Le label américain Motown, qui fête ses 50 ans cette année, incarne l' « intégration » de la bourgeoisie noire dans le capitalisme nord-américain.
En janvier 1959, à Detroit (nord-est des Etats-Unis), naissait une petite maison de disques consacrée à la musique noire, d’abord dénommé Tamla, puis Motown. Son nom est la contraction de Motor Town, surnom de la ville du Michigan alors capitale de la production automobile. Et ce choix n’est pas anodin. Ce label a été en effet fondé par Berry Gordy, un jeune compositeur noir de 30 ans, vétéran de la guerre de Corée et surtout ancien ouvrier de l’usine produisant la Lincoln Mercury.
Le premier succès résume parfaitement son état d’esprit: Money That’s What I Want (« L'argent, c'est ce que je veux »), de Barett Strong. De fait, contrairement aux labels de musique noire (souvent d'ailleurs possédés par des Blancs, comme Stax à Memphis ou Chess à Chicago), Berry Gordy va incarner le rêve d’ascension sociale d’une bourgeoisie entrepreneuriale afro-américaine qui veut croire, à l'aube des années 1960, que la question raciale ne l’empêchera plus de se faire une place au soleil du rêve américain.

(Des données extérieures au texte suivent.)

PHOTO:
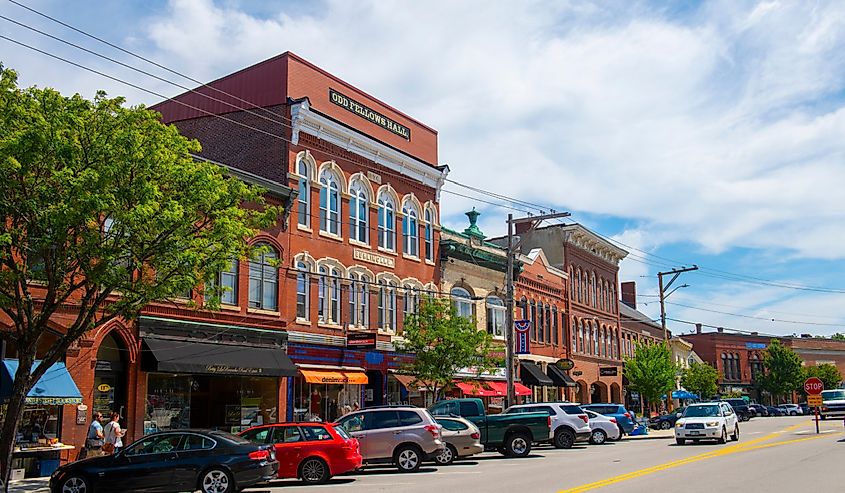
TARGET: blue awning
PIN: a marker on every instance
(55, 387)
(683, 394)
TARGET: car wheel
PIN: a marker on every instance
(447, 456)
(314, 471)
(407, 458)
(564, 439)
(75, 484)
(216, 480)
(518, 445)
(598, 437)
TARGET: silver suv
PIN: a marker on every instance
(403, 435)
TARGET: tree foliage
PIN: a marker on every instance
(104, 211)
(444, 343)
(783, 370)
(701, 379)
(829, 374)
(651, 371)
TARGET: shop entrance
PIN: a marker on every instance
(110, 378)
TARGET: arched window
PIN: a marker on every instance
(264, 279)
(496, 316)
(386, 222)
(429, 236)
(329, 203)
(462, 301)
(329, 295)
(303, 298)
(411, 230)
(359, 300)
(359, 213)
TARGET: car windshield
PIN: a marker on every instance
(701, 411)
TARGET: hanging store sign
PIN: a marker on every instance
(521, 328)
(372, 116)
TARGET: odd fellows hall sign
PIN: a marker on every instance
(370, 115)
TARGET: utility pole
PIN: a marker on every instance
(513, 247)
(663, 295)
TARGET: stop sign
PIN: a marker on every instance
(813, 386)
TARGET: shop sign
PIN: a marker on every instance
(361, 340)
(373, 258)
(372, 116)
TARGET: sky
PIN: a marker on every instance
(707, 133)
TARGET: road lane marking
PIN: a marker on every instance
(737, 447)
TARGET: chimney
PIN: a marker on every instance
(629, 294)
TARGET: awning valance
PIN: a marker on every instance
(334, 377)
(559, 377)
(531, 374)
(178, 356)
(55, 387)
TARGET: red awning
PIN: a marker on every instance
(476, 389)
(502, 388)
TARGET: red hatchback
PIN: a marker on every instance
(313, 452)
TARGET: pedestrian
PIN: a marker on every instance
(113, 435)
(94, 440)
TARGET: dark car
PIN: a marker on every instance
(173, 461)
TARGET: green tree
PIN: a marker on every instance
(651, 371)
(783, 370)
(104, 211)
(443, 343)
(827, 373)
(701, 379)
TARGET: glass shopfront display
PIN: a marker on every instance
(230, 403)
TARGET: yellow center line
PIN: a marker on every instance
(749, 445)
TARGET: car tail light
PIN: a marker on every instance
(259, 455)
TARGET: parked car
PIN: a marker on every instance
(774, 411)
(740, 407)
(173, 461)
(510, 434)
(403, 435)
(758, 410)
(707, 421)
(602, 428)
(833, 403)
(624, 418)
(312, 452)
(791, 409)
(570, 423)
(462, 439)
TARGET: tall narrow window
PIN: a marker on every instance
(359, 213)
(304, 198)
(264, 280)
(329, 203)
(429, 236)
(386, 223)
(302, 291)
(411, 231)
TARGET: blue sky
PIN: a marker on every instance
(706, 133)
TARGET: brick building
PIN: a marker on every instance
(364, 232)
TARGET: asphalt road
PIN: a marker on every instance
(773, 455)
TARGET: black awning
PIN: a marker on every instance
(559, 377)
(175, 356)
(531, 374)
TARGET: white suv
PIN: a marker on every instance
(707, 421)
(570, 423)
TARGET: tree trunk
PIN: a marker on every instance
(14, 413)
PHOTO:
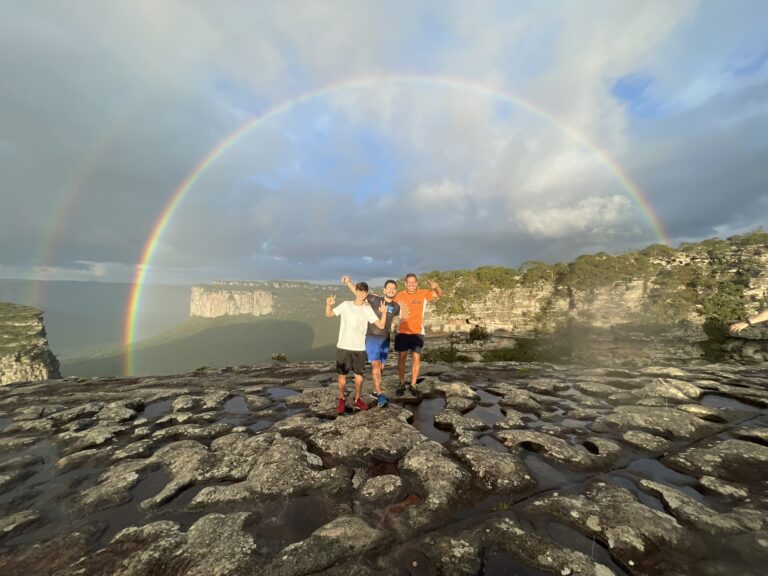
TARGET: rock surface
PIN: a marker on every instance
(498, 468)
(24, 352)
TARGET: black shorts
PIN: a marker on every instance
(347, 360)
(412, 342)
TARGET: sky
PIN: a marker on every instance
(306, 140)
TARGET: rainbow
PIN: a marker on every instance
(76, 185)
(232, 139)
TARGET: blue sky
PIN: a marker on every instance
(107, 107)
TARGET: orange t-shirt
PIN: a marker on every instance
(412, 322)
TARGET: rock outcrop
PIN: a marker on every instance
(24, 352)
(229, 301)
(495, 469)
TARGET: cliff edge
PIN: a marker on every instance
(24, 352)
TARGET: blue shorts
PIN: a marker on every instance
(377, 348)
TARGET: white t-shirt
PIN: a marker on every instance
(354, 324)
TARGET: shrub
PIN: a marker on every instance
(478, 333)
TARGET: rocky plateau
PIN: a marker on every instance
(499, 468)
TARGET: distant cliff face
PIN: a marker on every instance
(24, 353)
(230, 299)
(679, 289)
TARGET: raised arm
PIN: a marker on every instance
(347, 281)
(756, 319)
(329, 302)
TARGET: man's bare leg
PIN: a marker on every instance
(415, 367)
(376, 370)
(401, 360)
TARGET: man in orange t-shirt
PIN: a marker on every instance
(410, 334)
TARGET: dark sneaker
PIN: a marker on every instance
(415, 392)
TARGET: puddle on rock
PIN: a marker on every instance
(726, 403)
(152, 411)
(572, 539)
(280, 393)
(502, 564)
(112, 520)
(235, 412)
(424, 419)
(489, 441)
(487, 397)
(549, 475)
(489, 415)
(286, 521)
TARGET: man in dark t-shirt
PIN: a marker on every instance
(377, 339)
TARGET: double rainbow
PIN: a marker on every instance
(168, 211)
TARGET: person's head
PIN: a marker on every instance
(390, 288)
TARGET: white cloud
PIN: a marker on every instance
(591, 216)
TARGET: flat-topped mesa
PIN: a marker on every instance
(230, 299)
(257, 298)
(24, 352)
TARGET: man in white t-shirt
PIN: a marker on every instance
(350, 349)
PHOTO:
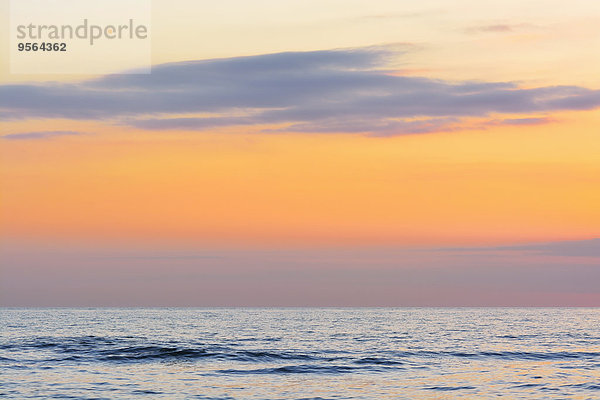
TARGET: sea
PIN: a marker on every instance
(300, 353)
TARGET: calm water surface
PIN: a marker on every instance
(404, 353)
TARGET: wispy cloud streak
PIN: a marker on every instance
(319, 91)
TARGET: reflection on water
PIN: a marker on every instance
(406, 353)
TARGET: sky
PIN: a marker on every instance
(313, 153)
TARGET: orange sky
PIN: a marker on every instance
(498, 185)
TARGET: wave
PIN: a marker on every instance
(131, 350)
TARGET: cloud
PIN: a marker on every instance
(496, 28)
(39, 135)
(348, 90)
(570, 248)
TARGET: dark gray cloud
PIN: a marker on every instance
(319, 91)
(571, 248)
(39, 135)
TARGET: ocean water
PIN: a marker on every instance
(381, 353)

Elvis Presley avait fait aimer la musique des anciens esclaves aux jeunes teen-agers de la classe moyenne. Berry Gordy va poursuivre le processus en vendant des artistes noirs au public blanc (quitte à ne pas mettre leurs têtes sur les pochettes de disques au départ…). Il conçoit son label comme une industrie du hit (d'où le surnom « Hitsville USA ») et peaufine un son pop dans une gamme gospel et blues. Grâce à une équipe talentueuse de compositeurs, des musiciens de studio surdoués (les Funk Brothers) et une écurie inépuisable de jeunes prodiges - Diana Ross & The Supremes, The Four Tops, Martha & The Vandellas ou, à la fin, The Jackson Five -, qui recevaient même des cours de bonne tenue pour mieux passer à la télé, Motown va progressivement voler de succès en succès. Cette soul, joyeuse et légère, devint le bruit de fond de la lutte pour les droits civiques dans sa version la plus optimiste. En France, Claude François pillera assidûment le répertoire le plus imparable de l’époque (C’est la même chanson, piquée aux Four Tops).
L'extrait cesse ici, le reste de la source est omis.